In 2008, the median duration of sex work among current FSW was three years [17]. By 2012, the median duration was two years, suggesting that women may be remaining in sex work for less time. This scenario of a higher turnover rate could lend itself to unchanged HIV and STD incidence among FSW as those entering the profession would be less likely to already be infected than those who have been in it for longer.
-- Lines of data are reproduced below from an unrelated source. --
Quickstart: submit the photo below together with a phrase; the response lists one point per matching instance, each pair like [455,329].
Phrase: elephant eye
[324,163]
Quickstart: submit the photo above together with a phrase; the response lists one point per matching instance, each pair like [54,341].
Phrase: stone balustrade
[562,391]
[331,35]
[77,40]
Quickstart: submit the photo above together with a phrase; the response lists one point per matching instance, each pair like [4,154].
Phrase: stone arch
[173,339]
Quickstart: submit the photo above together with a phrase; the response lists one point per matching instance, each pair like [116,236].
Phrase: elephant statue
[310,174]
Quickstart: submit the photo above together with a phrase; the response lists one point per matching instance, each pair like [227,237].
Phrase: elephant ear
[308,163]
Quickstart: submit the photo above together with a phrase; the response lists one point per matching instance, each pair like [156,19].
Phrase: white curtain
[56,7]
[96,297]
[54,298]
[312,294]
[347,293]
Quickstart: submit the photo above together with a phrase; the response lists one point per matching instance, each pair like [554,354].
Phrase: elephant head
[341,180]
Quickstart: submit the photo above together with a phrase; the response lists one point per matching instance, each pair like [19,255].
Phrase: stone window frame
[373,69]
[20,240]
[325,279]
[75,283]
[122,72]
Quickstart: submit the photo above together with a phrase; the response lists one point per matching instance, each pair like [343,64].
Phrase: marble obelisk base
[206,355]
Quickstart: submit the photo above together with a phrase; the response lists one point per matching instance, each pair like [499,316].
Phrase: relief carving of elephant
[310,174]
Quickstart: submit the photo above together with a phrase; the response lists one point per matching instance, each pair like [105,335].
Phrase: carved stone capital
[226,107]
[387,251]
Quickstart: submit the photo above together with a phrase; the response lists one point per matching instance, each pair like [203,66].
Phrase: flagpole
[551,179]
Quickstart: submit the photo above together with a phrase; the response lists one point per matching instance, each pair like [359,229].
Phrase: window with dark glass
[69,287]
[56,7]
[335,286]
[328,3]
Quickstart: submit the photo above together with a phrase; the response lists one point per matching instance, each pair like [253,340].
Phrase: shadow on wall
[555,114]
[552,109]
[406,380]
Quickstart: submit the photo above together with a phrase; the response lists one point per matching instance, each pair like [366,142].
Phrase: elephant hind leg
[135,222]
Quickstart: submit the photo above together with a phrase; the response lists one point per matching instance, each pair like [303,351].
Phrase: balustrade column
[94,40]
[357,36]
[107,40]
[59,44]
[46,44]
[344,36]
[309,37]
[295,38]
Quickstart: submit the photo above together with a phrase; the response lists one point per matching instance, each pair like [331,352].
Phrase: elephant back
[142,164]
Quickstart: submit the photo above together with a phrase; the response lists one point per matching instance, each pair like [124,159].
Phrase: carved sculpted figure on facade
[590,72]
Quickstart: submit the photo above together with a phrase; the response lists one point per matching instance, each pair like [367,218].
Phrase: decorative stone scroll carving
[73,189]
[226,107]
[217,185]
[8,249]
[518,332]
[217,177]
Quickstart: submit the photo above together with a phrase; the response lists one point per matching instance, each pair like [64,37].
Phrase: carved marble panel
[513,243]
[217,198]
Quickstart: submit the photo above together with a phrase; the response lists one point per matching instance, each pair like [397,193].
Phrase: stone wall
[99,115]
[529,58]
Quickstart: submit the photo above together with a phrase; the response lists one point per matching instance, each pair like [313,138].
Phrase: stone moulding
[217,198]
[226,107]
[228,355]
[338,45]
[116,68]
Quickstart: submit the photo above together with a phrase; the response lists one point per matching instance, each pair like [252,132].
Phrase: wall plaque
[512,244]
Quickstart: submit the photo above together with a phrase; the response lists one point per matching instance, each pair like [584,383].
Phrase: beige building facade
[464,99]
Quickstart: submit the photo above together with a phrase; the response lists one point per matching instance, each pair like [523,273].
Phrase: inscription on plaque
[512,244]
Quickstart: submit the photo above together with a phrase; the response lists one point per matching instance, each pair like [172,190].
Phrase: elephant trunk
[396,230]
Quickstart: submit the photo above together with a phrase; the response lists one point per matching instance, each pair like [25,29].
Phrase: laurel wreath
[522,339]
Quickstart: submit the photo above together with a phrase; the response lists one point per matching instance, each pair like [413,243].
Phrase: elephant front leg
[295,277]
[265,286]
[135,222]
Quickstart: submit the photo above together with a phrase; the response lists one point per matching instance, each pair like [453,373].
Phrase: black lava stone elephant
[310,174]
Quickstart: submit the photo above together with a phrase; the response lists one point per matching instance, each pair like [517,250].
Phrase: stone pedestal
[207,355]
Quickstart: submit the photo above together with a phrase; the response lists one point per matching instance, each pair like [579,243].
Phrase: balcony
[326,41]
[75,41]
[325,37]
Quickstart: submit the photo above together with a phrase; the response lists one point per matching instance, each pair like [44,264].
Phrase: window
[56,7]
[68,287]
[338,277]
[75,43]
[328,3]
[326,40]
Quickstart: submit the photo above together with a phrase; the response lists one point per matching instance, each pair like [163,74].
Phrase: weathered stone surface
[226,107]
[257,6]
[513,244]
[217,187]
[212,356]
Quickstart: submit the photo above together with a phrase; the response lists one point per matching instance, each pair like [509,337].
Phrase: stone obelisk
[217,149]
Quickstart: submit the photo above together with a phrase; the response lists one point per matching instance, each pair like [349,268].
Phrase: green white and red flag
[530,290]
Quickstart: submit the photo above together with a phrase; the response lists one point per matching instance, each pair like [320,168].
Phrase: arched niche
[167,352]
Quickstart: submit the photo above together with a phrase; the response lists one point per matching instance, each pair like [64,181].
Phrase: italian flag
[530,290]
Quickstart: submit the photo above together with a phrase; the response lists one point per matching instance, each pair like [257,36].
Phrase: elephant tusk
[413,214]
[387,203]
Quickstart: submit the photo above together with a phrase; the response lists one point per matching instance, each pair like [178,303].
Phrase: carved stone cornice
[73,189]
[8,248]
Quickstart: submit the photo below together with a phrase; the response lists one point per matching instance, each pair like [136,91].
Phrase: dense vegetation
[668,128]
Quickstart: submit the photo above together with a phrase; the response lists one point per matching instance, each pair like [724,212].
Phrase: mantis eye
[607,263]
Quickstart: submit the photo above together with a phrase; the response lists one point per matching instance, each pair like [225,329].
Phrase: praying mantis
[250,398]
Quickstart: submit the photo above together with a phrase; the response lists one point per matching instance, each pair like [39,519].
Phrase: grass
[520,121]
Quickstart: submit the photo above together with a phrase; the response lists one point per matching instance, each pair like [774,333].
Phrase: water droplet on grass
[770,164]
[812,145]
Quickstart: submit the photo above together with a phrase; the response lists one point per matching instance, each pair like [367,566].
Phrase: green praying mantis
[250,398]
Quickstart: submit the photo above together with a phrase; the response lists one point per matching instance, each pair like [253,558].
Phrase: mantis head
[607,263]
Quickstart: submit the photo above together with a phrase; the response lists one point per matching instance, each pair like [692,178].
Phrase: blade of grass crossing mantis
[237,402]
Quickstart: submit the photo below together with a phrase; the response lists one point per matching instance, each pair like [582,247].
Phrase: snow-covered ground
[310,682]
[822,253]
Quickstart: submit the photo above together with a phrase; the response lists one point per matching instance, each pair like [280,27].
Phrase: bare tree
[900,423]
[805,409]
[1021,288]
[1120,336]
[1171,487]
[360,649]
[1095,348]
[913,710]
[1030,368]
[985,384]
This is supported by the unchanged HIV prevalence among FSW in Kampala between 2008 and 2012 [17]. And as these FSW become infected with HIV and remain undiagnosed and not on antiretroviral treatment (ART), population viral load will remain elevated and consequently so will the potential for transmission to clients and then from clients to other sex workers and the general population.

Although abortion is illegal in Uganda, 37.4% of FSW have terminated at least one pregnancy in their lifetime, similar to other locations in sub-Saharan Africa [37]. Unable to obtain an abortion from trained healthcare providers, FSW may terminate their pregnancies on their own or with the assistance of unskilled individuals, thereby increasing the risk of maternal morbidity and mortality [37,38,39]. It also points to the potential unmet need for effective methods of FP.

Our findings are limited by the cross-sectional nature of our survey and that we did not ask participants if they obtain HIV, STI, and FP services from a single integrated site or separate sites, though at the time of data collection FSW service providers were focused primarily on HIV. We also did not ask women if they were trying to avoid pregnancy and about uptake of prevention of mother-to-child transmission of HIV (PMTCT) services. As FSW programs in Uganda do not provide PMTCT services, FSW would need to access these at general population clinics where they may receive multi-layered stigma derived from the combination of factors (e.g., selling sex while pregnant, being HIV positive and pregnant, being an HIV-positive sex worker). FSW, therefore, may encounter negative attitudes from multiple sources when seeking PMTCT services—service providers, other sex workers, other women accessing health services, and community members [31, 40,41,42]. Additionally, our analysis may overestimate associations with using at least a moderately effective method of family planning because using such a method was relatively common. The age of these data highlight the infrequency with which biobehavioral surveys of female sex workers are conducted.

There are many opportunities for integration of sexual and reproductive health services with HIV services. In Kampala and elsewhere, a sizeable share of FSW experiencing STD symptoms obtain treatment directly from a pharmacy. Pharmacists can be trained to offer contraceptives, HIV testing, or HIV self-tests along with referrals to FSW-friendly health services [43, 44]. Similarly, drop-in center staff and outreach workers can similarly be trained to provide such services. As FSW on ART are already engaged with the healthcare system, every reproductive or other health service not provided to them during ART visits is a missed opportunity. Among FSW on ART in Kampala, 8.2% had active syphilis infection [9, 45]. For these women, each visit with an HIV treatment provider can be an opportunity to screen for and treat STD and discuss FP.